AI for multiscale materials modeling

Interdisciplinary Areas: Data and Engineering Applications

Project Description

New materials with engineered properties are central to addressing pressing societal challenges, such as energy and climate. Predictive computational tools to describe materials from first principles can significantly accelerate this process by reducing the number of costly experimental tests. Atomistic simulations can capture the chemistry, mechanics, thermodynamics, and transport of materials, but they are restricted to sub-micron scales and short timescales, even in modern supercomputers. Thus, bridging between these atomic scales and continuum models is paramount. Traditional approaches to multiscale modeling use physical intuition to select the collective degrees of freedom of retaining at the coarse scales (e.g., dislocation density or the fraction of intermediates in a chemical reaction) and the laws that govern their evolution and use atomistic simulations to parameterize these models. This effort will develop and apply a radically new approach. We will use modern tools of machine learning to discover optimal collective variables and the laws that govern their evolution. For the first step, we will explore dimensionality reduction techniques (both linear and non-linear), and for the second, tools to model time-series.

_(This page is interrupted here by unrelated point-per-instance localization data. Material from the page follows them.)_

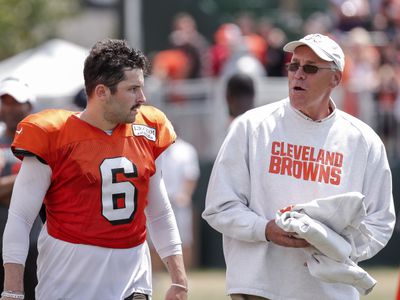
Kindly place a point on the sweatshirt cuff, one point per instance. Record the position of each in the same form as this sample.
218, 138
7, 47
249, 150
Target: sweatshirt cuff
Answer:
259, 229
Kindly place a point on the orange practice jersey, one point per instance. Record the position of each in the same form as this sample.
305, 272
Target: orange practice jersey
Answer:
99, 182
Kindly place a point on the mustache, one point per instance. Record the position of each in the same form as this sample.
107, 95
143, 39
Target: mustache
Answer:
136, 106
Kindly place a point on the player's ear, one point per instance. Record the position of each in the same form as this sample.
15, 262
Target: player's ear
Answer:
336, 78
101, 90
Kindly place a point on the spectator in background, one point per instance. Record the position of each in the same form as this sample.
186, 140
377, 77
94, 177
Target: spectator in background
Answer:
186, 57
256, 44
282, 155
181, 171
362, 81
231, 54
275, 61
186, 37
17, 102
240, 93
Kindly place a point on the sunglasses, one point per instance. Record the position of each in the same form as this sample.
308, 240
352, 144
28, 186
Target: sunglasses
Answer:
308, 69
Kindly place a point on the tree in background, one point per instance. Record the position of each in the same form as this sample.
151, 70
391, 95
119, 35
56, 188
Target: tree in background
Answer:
27, 23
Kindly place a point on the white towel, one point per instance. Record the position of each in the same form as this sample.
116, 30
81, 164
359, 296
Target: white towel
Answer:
323, 223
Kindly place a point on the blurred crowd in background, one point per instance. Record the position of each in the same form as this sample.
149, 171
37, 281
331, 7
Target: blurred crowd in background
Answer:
369, 32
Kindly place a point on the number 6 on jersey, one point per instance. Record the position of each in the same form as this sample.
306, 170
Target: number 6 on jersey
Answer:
118, 198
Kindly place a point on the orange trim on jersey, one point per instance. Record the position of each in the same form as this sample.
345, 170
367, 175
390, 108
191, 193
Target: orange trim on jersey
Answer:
99, 182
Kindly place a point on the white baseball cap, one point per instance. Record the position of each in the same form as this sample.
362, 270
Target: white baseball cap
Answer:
17, 89
326, 48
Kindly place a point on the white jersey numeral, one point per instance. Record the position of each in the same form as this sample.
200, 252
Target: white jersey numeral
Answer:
118, 198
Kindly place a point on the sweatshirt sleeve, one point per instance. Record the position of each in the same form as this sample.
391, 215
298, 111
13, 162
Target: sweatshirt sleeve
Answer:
377, 227
228, 193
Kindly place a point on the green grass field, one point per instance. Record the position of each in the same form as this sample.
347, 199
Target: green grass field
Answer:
210, 284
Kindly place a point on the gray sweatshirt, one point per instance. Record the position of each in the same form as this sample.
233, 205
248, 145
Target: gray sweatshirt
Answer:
272, 157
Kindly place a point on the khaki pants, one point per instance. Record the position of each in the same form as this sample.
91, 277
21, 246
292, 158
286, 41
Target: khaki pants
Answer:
246, 297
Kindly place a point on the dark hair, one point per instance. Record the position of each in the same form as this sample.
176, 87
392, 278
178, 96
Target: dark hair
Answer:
107, 62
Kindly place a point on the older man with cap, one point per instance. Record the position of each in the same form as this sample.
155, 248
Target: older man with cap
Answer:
288, 153
17, 102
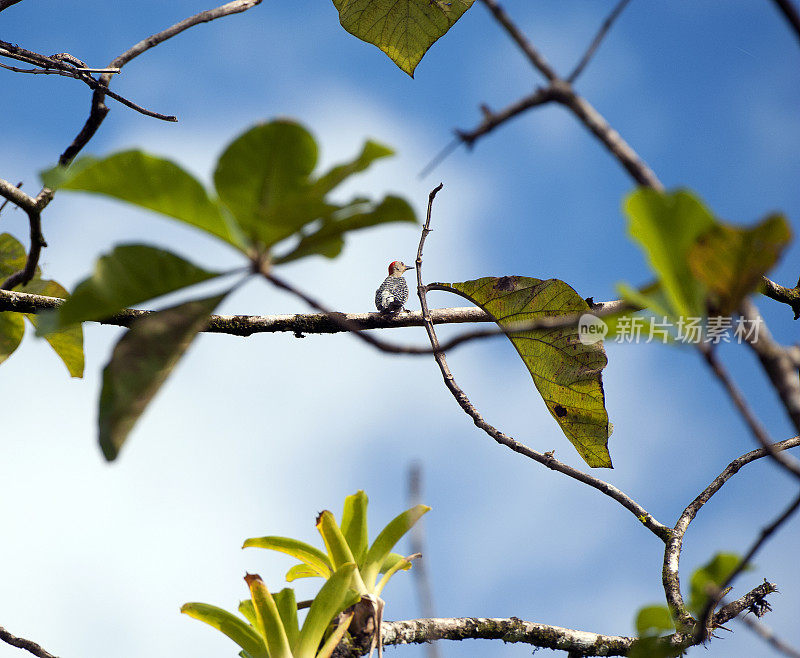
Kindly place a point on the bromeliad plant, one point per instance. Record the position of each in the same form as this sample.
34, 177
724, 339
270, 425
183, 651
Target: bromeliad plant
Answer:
350, 567
348, 543
272, 629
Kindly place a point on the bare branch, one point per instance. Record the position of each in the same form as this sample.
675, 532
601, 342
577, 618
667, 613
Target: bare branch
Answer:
99, 110
767, 634
790, 296
547, 459
776, 361
417, 541
746, 413
788, 10
670, 573
598, 39
22, 643
706, 616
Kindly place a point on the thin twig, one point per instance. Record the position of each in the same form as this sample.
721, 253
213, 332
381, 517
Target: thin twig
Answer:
766, 633
790, 296
19, 642
738, 399
706, 626
417, 542
533, 55
776, 361
670, 573
548, 460
99, 110
598, 39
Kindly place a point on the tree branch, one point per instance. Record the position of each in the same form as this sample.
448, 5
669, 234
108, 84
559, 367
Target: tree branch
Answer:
776, 361
706, 617
670, 572
790, 296
22, 643
598, 39
647, 519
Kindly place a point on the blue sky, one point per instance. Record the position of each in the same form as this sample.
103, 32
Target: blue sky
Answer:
254, 436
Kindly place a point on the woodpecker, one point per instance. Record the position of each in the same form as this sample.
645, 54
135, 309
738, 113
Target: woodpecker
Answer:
393, 292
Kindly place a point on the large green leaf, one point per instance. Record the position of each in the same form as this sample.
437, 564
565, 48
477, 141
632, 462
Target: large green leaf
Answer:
567, 373
328, 239
149, 182
12, 329
332, 598
354, 525
403, 29
653, 620
731, 260
129, 275
141, 362
67, 343
263, 178
386, 540
370, 152
309, 555
667, 225
236, 629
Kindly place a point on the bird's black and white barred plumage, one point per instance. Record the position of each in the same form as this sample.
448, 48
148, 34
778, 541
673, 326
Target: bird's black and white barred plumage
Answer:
393, 292
391, 295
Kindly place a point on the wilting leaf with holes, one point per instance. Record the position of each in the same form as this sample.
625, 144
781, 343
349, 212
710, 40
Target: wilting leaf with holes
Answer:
730, 260
403, 29
567, 373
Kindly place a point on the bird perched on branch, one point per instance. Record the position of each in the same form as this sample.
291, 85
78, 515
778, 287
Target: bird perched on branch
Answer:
393, 292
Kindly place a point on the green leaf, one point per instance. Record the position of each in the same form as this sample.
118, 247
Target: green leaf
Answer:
667, 225
263, 179
401, 565
330, 600
328, 239
393, 559
731, 260
236, 629
248, 611
354, 525
302, 571
566, 372
386, 540
403, 29
268, 618
338, 549
653, 620
67, 343
129, 275
12, 255
149, 182
141, 362
370, 152
12, 328
309, 555
327, 649
287, 609
710, 577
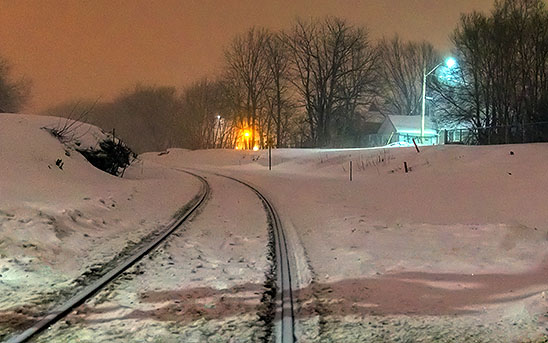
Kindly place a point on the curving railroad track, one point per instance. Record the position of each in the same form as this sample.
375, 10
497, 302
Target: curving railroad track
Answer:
64, 309
283, 317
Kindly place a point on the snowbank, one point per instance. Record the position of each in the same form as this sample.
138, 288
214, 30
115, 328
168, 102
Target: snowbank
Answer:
60, 216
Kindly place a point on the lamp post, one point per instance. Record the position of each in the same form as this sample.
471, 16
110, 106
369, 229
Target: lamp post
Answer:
450, 63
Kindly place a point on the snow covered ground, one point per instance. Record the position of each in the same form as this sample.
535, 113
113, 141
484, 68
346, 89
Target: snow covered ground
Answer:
55, 223
453, 251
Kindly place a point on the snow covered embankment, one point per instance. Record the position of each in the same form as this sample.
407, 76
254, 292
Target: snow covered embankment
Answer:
60, 216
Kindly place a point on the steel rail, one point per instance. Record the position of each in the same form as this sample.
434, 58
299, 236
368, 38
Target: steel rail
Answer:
63, 310
284, 317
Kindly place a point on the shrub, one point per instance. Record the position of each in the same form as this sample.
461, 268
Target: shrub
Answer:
113, 156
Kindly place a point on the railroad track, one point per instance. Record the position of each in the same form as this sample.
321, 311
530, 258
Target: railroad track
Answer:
284, 321
283, 301
61, 311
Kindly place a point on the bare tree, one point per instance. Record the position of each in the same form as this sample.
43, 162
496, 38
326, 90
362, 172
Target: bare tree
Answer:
503, 76
280, 105
323, 54
247, 72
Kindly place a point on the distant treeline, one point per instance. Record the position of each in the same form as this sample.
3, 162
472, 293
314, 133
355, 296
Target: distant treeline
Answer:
312, 85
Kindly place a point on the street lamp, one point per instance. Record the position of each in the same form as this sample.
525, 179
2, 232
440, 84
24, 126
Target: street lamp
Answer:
450, 63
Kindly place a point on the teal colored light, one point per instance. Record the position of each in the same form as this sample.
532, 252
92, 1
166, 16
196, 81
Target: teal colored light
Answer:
450, 62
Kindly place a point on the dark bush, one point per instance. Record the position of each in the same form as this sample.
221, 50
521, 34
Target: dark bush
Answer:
113, 156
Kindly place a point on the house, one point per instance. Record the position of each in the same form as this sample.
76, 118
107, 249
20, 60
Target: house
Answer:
406, 128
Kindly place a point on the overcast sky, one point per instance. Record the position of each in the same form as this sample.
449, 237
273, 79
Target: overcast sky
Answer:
96, 48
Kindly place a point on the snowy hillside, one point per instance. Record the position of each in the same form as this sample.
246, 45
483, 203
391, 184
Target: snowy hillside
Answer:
58, 220
464, 234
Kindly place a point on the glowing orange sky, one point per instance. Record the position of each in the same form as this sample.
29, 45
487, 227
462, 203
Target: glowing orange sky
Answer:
95, 48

In both cases, the models will incorporate the physics of the problem, for example, symmetries and conservation laws. 

Start Date

Position available immediately

Postdoc Qualifications

PhD in Materials Science, Mechanical Engineering, Physics, Computer Science or related fields. 

Co-advisors

Ilias Bilionis , Mechanical Engineering.
Ale Strachan , Materials Engineering. https://www.strachanlab.org.

Bibliography

 
-Sakano MN, Hamed A, Kober EM, Grilli N, Hamilton BW, Islam MM, Koslowski M, Strachan A. Unsupervised learning-based multiscale model of thermochemistry in 1, 3, 5-trinitro-1, 3, 5-triazinane (RDX). The Journal of Physical Chemistry A. 2020 Oct 28;124(44):9141-55.
-Li C, Verduzco JC, Lee BH, Appleton RJ, Strachan A. Mapping microstructure to shock-induced temperature fields using deep learning. npj Computational Materials. 2023 Sep 30;9(1):178.
-Yoo P, Sakano M, Desai S, Islam MM, Liao P, Strachan A. Neural network reactive force field for C, H, N, and O systems. npj Computational Materials. 2021 Jan 22;7(1):9.
-Beltrán-Pulido A, Bilionis I, Aliprantis D. Physics-informed neural networks for solving parametric magnetostatic problems. IEEE Transactions on Energy Conversion. 2022 Jun 3;37(4):2678-89.
-Alberts A, Bilionis I. Physics-informed information field theory for modeling physical systems with uncertainty quantification. Journal of Computational Physics. 2023 Aug 1;486:112100.